Escuchada en este contexto, la icónica aria de Canio Vesti la giubba, especialmente en el pasaje culminante “Ridi pagliaccio“, puede entenderse como un descendiente de “Dio! mi potevi sciagliar” de Otello. Ambos son monólogos angustiosos en los que los maridos cornudos lloran la pérdida de su felicidad conyugal con arrebatos estentóreos.
Pido a los lectores que no me malinterpreten. Todos los genios de la música, incluso hablando de The Beatles, recurren a tales préstamos al principio de sus carreras como fue el caso de Love Me Do con Wake up Little Sussie de The Everly Brothers. No estoy menospreciando a Leoncavallo ni a su ópera. De hecho, la habilidad con la que unió todos estos elementos en una obra de teatro visceral y emocionante es asombrosa. ¡Lo hizo bien! Entonces, ¿Qué salió mal con sus fracasos posteriores a Pagliacci ? Simplemente esto, supongo: eventualmente, los compositores deben alejarse de los modelos y encontrar su propio estilo distintivo. No más préstamos. En el caso de Leoncavallo, el alejamiento del verismo apasionado (un término que odiaba) dejó expuesta su estilo “auténtico“, con la triste realidad de que simplemente no era lo suficientemente interesante como para triunfar.

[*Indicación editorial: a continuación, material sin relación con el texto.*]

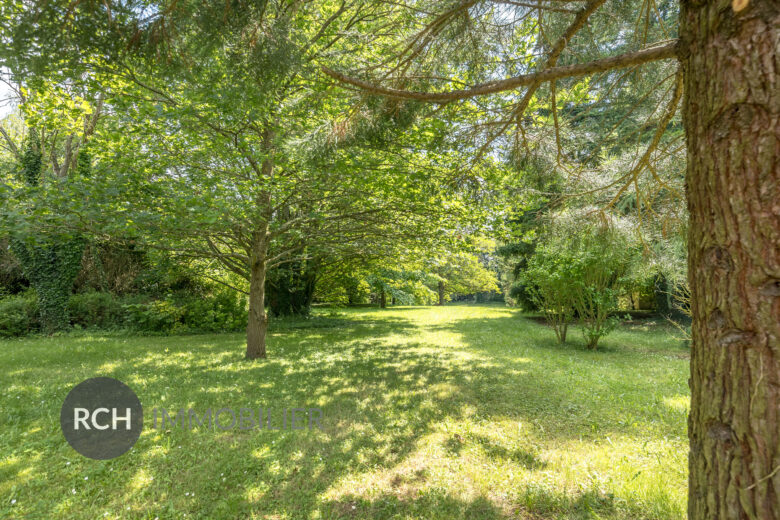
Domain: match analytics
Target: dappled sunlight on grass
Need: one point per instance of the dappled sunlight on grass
(439, 412)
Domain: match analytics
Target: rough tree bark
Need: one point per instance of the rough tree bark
(257, 323)
(731, 111)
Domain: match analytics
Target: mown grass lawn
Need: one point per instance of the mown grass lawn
(429, 412)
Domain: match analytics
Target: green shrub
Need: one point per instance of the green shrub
(95, 310)
(580, 269)
(222, 311)
(19, 315)
(154, 316)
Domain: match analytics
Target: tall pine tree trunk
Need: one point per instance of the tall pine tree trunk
(732, 110)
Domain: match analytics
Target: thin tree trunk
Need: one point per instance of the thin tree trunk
(257, 325)
(732, 118)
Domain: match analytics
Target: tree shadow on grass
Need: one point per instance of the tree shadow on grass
(377, 400)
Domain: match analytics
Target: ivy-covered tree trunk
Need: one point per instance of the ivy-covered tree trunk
(290, 289)
(51, 264)
(732, 118)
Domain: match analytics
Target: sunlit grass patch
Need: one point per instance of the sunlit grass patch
(441, 412)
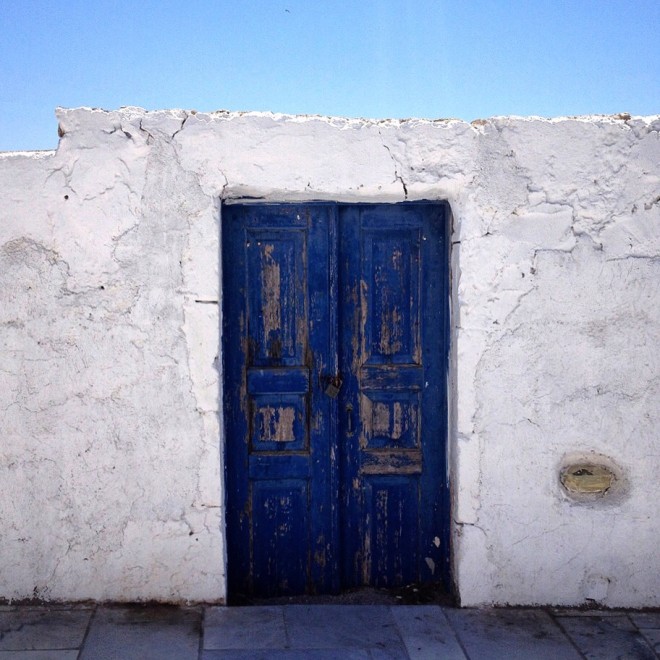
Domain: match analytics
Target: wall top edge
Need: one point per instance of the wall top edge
(134, 112)
(36, 155)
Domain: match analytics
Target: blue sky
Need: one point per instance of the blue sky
(403, 58)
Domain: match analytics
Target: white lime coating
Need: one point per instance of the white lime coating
(111, 443)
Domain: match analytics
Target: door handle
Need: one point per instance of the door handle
(349, 417)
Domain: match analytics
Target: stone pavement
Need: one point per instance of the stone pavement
(322, 631)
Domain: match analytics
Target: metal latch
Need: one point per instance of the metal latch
(333, 386)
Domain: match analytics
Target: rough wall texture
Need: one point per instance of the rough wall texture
(111, 444)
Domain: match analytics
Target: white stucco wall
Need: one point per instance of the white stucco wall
(110, 438)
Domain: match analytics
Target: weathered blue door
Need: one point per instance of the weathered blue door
(335, 354)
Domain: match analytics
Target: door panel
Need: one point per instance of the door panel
(278, 349)
(327, 487)
(393, 354)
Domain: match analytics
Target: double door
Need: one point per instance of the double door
(335, 364)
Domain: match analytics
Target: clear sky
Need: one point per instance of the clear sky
(371, 58)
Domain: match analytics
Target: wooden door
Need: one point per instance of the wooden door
(393, 409)
(334, 345)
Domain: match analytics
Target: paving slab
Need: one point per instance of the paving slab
(38, 655)
(244, 628)
(347, 627)
(645, 619)
(291, 654)
(604, 637)
(426, 633)
(148, 633)
(42, 629)
(519, 633)
(652, 636)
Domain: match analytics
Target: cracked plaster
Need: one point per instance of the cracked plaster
(109, 333)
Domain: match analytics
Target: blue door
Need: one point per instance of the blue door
(335, 348)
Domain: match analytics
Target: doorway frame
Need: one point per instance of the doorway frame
(449, 304)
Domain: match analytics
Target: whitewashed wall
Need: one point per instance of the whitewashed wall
(110, 437)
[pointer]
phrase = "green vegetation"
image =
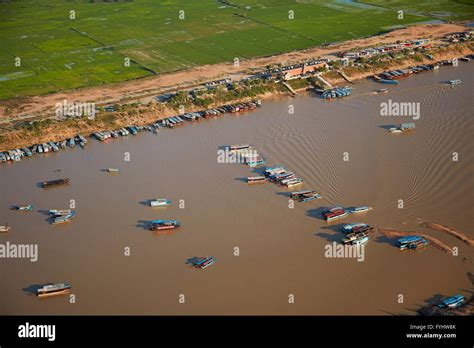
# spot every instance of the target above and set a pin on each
(59, 53)
(441, 9)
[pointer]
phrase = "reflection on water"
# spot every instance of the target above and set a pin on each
(280, 250)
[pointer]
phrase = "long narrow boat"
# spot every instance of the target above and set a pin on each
(334, 213)
(51, 183)
(160, 202)
(28, 207)
(452, 302)
(61, 219)
(163, 224)
(360, 209)
(256, 180)
(54, 290)
(4, 228)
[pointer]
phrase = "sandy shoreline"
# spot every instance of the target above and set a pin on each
(62, 130)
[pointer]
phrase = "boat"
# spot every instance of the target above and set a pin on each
(61, 219)
(454, 82)
(51, 183)
(163, 224)
(360, 209)
(28, 207)
(412, 242)
(59, 212)
(452, 302)
(256, 179)
(4, 228)
(334, 213)
(54, 290)
(355, 227)
(159, 202)
(239, 147)
(355, 238)
(204, 262)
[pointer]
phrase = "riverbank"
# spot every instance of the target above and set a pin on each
(140, 114)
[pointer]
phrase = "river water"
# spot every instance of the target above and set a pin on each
(281, 251)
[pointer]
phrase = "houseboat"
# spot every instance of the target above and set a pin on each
(61, 219)
(412, 243)
(156, 225)
(334, 213)
(53, 290)
(4, 228)
(452, 302)
(256, 179)
(51, 183)
(360, 209)
(28, 207)
(160, 202)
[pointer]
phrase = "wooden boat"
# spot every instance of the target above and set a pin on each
(156, 225)
(53, 290)
(239, 147)
(334, 213)
(256, 180)
(159, 202)
(204, 262)
(28, 207)
(51, 183)
(59, 212)
(61, 219)
(454, 82)
(360, 209)
(4, 228)
(452, 302)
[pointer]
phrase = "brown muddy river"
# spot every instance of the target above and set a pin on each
(281, 250)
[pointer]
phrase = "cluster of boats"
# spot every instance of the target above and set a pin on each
(203, 262)
(305, 196)
(61, 216)
(282, 176)
(170, 122)
(18, 154)
(356, 233)
(338, 92)
(391, 76)
(412, 243)
(339, 212)
(403, 127)
(158, 225)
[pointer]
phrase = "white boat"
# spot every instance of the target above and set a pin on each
(159, 202)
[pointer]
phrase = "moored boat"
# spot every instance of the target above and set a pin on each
(51, 183)
(334, 213)
(28, 207)
(163, 224)
(61, 219)
(452, 302)
(160, 202)
(256, 179)
(54, 290)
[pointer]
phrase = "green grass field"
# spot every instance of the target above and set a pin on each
(58, 53)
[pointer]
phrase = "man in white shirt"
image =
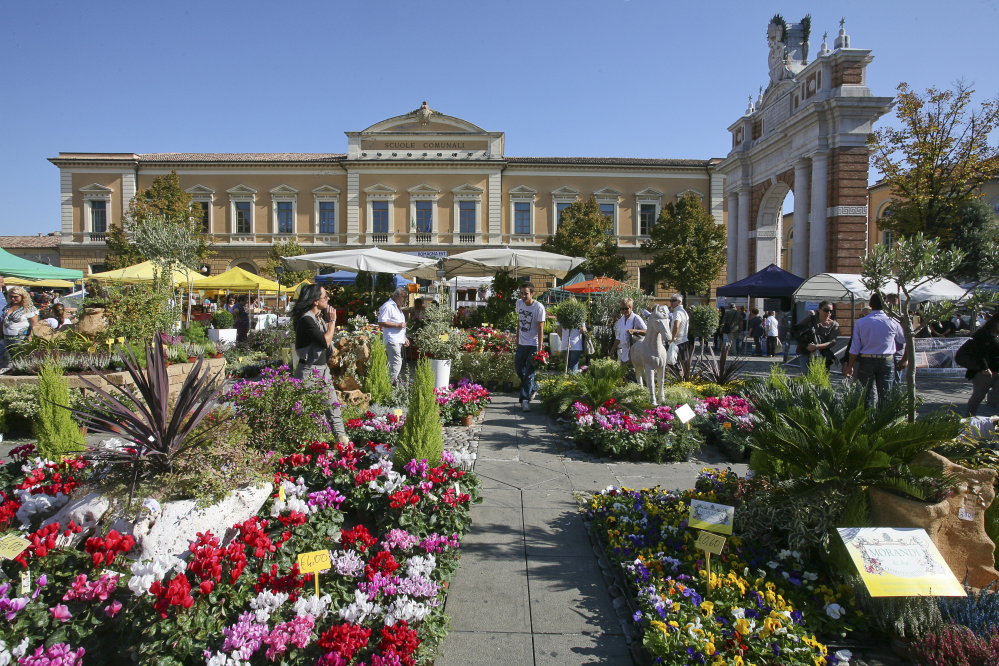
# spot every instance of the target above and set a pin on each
(530, 335)
(628, 324)
(393, 323)
(681, 326)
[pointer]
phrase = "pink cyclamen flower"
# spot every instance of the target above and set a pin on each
(60, 612)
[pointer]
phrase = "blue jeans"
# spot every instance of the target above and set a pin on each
(574, 360)
(523, 365)
(877, 371)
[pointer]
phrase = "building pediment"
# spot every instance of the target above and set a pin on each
(565, 191)
(379, 188)
(96, 188)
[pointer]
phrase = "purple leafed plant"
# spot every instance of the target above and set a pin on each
(159, 433)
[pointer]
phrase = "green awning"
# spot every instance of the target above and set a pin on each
(14, 266)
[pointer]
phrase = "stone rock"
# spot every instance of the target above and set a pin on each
(92, 322)
(963, 544)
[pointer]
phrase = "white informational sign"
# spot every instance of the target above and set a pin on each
(684, 413)
(935, 356)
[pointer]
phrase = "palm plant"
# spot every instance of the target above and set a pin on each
(828, 441)
(159, 431)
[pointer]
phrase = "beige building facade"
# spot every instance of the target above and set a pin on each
(420, 182)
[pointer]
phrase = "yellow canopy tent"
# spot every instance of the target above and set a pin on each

Cuando su siguiente trabajo “I Medici” por fin se estrenó en 1893, despertó una gran expectativa y una gran decepción de la crítica al ser estrenada. La acogida fue fría, y el compositor abandonó su plan de terminar una trilogía que había pensado después del éxito de Pagliacci. Su ópera posterior, La Bohème (1897) fue eclipsada por la versión de Puccini de la misma historia, que se había producido el año anterior con gran éxito. Leoncavallo compuso varias óperas más en los años anteriores a su muerte, que tuvo lugar en Montecatini el 9 de agosto de 1919, pero hoy en día, sólo Pagliacci se representa con regularidad, casi siempre en el mismo programa que Cavalleria Rusticana de Mascagni. Pero Pagliacci es un legado que cualquier artista estaría orgulloso de reclamar. Nunca morirá y un comercial de Coca Cola a finales del siglo 20 nos lo recordó en gran forma.